The 18.83% of all patients (154 cases included) needed a new admission to perform further surgical procedures (9.74% of psychiatric patients and 9.09% of unvoluntary victims). Our data showed that patients with psychiatric disorder were associated with a statistically significant (p < 0.05) increase in soft tissue complications (46.67%) and onset of non-union after internal osteosynthesis and external fixation (72.72%), respectively.

CONCLUSION

According to the results obtained, we can conclude that osteosynthesis in psychiatric patients is related to well-defined and predictable complications.

摘要

目的

高处坠落属于高能创伤。
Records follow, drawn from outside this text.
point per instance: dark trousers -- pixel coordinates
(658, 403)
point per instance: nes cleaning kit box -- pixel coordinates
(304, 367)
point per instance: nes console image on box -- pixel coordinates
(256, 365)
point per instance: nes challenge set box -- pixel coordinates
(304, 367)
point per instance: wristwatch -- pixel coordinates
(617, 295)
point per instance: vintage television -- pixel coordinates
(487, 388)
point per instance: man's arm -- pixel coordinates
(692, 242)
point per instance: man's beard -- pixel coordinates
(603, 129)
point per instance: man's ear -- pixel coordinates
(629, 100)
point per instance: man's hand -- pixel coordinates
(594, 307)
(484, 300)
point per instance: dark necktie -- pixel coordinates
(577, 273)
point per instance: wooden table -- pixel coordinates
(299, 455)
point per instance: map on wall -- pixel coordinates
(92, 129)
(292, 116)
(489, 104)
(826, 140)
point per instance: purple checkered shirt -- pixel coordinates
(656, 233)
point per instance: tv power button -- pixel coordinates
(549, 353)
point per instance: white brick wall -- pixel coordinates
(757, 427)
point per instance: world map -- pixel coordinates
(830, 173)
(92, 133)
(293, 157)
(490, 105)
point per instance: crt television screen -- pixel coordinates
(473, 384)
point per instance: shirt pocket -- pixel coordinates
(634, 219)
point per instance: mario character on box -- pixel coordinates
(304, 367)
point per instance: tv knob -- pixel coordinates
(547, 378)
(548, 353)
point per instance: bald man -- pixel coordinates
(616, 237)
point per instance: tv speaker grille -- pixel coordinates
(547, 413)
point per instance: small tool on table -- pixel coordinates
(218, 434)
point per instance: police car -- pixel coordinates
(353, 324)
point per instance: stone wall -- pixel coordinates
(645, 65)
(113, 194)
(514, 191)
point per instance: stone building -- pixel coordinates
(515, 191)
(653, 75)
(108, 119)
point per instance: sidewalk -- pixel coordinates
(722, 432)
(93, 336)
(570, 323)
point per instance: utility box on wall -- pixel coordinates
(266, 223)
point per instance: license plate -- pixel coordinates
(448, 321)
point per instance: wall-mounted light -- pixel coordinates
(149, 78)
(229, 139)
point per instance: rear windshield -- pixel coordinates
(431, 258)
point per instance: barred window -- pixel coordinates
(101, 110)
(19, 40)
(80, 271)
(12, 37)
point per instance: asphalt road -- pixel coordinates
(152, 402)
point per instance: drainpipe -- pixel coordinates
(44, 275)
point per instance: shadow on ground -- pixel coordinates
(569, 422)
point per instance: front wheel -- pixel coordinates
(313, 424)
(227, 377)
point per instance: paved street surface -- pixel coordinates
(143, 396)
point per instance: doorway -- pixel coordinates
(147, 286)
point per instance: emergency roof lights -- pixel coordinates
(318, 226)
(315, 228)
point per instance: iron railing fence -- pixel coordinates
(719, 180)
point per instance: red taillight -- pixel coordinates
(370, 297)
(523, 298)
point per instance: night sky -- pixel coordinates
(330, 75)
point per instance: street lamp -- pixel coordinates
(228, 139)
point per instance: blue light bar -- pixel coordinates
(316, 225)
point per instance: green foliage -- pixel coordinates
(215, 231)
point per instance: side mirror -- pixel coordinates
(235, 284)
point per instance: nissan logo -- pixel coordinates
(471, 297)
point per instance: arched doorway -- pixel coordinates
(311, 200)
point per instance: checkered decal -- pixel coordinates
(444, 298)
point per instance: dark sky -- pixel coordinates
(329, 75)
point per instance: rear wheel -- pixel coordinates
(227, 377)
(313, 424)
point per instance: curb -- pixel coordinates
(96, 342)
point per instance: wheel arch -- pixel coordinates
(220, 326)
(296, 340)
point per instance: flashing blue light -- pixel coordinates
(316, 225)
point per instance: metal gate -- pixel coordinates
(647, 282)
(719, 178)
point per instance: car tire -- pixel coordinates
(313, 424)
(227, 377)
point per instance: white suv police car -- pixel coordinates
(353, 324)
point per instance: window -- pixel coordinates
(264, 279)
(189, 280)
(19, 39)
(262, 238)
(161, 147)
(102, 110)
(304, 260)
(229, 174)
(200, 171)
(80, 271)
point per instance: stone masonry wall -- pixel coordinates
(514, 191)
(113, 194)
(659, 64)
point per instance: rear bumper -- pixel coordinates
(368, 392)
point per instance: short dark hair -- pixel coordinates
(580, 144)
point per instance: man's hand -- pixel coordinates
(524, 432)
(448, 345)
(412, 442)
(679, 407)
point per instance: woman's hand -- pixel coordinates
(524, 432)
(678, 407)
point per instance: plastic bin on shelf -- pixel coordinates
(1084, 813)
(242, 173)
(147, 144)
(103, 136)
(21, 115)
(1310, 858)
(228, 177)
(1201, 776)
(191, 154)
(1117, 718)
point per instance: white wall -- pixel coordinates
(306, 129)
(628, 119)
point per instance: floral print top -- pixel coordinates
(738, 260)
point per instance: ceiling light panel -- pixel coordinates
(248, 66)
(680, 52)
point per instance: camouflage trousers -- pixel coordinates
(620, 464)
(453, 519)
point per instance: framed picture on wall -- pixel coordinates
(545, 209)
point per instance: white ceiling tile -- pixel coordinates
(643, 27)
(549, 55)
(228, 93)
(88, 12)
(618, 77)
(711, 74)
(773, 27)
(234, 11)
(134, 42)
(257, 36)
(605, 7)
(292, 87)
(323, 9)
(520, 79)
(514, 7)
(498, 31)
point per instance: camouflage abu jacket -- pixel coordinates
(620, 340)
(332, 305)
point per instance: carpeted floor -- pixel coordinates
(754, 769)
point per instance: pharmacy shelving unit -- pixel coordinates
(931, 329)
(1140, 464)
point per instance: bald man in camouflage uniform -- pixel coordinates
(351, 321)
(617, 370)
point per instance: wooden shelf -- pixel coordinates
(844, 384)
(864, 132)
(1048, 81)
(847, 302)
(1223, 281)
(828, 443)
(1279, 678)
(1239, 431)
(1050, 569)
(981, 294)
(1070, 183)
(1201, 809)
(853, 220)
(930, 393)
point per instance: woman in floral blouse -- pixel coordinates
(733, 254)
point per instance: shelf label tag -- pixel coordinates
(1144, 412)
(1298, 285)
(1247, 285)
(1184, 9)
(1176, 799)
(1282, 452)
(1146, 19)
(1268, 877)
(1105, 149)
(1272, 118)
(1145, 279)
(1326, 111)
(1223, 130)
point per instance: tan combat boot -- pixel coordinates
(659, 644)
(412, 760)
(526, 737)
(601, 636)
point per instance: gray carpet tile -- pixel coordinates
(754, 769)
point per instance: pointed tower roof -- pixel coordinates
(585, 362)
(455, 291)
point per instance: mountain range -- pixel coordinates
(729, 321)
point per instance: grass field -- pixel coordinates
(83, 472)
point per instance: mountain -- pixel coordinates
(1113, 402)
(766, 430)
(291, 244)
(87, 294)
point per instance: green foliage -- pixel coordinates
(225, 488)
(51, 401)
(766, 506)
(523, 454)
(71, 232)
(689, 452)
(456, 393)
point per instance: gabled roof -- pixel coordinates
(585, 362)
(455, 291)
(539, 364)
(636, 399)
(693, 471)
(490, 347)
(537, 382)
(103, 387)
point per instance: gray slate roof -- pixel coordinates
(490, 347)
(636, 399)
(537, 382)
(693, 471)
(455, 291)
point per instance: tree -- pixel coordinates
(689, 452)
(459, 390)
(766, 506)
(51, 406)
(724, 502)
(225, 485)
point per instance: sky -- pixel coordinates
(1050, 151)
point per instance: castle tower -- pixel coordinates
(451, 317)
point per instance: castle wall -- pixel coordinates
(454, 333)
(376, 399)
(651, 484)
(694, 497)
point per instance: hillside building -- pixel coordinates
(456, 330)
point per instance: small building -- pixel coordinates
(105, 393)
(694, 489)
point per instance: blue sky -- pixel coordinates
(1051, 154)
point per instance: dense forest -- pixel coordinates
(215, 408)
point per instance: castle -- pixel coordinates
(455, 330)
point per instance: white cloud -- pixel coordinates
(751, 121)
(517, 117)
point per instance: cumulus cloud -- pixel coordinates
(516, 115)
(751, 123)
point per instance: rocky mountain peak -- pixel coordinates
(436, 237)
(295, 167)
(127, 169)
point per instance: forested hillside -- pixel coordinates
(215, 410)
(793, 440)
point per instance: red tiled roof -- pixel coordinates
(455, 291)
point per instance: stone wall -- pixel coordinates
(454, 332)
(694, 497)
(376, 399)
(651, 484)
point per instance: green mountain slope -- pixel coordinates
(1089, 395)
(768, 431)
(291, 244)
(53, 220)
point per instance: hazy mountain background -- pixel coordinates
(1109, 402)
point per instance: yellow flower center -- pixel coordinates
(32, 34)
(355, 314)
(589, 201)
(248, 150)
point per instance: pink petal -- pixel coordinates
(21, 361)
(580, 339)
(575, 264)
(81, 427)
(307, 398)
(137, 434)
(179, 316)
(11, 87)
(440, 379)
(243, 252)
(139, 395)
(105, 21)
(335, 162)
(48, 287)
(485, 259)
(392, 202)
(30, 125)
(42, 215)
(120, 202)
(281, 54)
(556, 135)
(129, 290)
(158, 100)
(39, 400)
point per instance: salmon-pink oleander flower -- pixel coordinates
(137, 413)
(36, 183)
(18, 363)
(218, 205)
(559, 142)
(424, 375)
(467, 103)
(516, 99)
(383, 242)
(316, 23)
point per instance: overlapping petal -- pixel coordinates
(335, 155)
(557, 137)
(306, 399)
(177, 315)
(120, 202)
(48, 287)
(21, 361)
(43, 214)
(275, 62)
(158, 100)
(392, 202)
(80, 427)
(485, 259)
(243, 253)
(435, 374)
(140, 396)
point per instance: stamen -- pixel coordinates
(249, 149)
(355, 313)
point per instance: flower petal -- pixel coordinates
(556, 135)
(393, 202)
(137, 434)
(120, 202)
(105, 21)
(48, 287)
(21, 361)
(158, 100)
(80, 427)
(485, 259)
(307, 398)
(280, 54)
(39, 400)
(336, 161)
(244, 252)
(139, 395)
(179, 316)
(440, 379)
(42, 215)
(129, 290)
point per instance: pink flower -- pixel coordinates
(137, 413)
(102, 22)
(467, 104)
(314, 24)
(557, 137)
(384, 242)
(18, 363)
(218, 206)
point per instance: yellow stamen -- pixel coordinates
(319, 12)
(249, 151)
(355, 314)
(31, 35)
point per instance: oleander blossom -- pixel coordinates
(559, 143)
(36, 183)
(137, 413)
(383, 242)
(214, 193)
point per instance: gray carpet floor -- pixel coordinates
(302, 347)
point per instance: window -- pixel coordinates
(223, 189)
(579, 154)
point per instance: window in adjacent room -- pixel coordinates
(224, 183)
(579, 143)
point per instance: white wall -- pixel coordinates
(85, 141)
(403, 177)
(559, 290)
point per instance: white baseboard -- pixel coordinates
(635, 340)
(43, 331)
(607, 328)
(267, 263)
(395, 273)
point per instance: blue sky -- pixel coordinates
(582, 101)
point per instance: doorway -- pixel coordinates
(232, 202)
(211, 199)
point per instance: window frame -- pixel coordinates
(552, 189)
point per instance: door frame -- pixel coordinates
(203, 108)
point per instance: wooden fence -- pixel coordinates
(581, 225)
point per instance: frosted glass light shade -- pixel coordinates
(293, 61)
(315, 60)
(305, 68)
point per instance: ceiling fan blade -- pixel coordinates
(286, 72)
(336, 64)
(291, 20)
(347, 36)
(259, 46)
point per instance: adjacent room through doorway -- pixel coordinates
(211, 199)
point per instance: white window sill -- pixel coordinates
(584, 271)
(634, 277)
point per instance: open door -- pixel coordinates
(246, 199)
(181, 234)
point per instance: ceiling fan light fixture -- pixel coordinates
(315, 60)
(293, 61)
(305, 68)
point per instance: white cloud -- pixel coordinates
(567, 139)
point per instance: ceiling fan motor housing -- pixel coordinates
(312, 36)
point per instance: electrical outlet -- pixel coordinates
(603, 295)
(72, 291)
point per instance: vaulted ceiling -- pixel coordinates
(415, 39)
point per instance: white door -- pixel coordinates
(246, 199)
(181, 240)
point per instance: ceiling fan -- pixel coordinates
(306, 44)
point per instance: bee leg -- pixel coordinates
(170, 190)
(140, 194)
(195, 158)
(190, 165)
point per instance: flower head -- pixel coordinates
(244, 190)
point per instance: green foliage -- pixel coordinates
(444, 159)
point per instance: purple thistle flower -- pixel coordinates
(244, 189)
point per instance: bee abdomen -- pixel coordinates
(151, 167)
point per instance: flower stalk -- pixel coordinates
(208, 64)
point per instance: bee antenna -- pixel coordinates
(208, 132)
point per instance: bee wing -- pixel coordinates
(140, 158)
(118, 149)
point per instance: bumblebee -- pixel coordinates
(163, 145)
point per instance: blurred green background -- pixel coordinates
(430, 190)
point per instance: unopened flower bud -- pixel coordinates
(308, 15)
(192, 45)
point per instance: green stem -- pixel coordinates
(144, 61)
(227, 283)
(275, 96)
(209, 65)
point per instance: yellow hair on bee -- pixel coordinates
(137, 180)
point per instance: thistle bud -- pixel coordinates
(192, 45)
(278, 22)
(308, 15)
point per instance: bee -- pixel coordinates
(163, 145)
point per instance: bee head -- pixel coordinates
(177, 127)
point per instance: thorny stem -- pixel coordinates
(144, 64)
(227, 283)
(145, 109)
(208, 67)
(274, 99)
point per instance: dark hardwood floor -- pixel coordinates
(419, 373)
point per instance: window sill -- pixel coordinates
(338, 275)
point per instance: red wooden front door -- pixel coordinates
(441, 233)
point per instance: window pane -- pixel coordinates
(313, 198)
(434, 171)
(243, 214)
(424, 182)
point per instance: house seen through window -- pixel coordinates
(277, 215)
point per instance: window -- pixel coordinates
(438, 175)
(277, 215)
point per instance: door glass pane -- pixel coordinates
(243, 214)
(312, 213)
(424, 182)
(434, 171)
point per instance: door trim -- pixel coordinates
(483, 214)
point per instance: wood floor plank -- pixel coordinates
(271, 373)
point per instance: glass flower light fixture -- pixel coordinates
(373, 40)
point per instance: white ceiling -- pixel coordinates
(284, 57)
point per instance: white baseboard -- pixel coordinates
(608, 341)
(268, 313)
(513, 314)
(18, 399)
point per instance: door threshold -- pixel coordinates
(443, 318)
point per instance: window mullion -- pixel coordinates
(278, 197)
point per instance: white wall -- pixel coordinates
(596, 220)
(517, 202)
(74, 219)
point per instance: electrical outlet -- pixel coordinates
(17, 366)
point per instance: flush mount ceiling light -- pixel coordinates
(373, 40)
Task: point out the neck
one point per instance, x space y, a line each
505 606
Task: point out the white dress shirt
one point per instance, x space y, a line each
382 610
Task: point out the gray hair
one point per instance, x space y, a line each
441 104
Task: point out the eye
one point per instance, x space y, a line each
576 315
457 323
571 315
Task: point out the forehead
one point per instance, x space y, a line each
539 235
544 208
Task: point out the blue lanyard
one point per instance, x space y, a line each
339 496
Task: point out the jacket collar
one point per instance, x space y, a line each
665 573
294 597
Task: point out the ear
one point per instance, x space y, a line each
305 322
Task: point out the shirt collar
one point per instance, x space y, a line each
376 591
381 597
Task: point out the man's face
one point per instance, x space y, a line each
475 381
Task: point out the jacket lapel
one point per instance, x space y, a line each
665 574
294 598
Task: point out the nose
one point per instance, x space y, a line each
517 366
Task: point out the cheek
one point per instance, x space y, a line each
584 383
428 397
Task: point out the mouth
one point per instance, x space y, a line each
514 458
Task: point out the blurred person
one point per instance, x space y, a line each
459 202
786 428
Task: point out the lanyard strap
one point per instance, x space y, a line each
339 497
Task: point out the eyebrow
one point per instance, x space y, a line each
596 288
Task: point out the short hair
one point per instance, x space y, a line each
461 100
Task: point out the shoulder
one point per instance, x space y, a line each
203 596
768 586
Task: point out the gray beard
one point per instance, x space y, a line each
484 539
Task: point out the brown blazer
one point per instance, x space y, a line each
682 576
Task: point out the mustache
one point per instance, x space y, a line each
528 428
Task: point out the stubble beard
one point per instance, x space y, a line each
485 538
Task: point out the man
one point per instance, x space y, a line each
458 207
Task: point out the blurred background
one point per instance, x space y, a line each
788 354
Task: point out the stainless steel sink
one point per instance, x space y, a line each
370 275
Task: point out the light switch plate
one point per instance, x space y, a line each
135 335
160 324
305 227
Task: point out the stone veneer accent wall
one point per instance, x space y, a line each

其病因包括意外坠落和自杀企图。文献和我们之前的研究表明,这类患者在康复期间需要高度的多学科工作量,同时也伴随着高昂的费用。本研究首次探讨了因创伤而需再次住院和接受手术的非急性骨科并发症的发生模式。

方法

回顾性研究和分析高处坠落患者的骨科并发症特征。我们研究了并发症模式(软组织或骨骼受累)与病例特征(精神科或非精神科患者、骨折类型和固定类型)之间的可能关系。

结果

所有患者中有 18.83%(包括 154 例患者)需要新入院进行进一步的手术治疗(精神科患者为 9.74%,非自愿受害者为 9.09%)。我们的数据显示,患有精神障碍的患者与软组织并发症(46.67%)和内固定术后及外固定后的骨不连(72.72%)显著增加相关(p<0.05)。

结论

根据所获得的结果,我们可以得出结论,精神科患者的内固定与明确且可预测的并发症有关。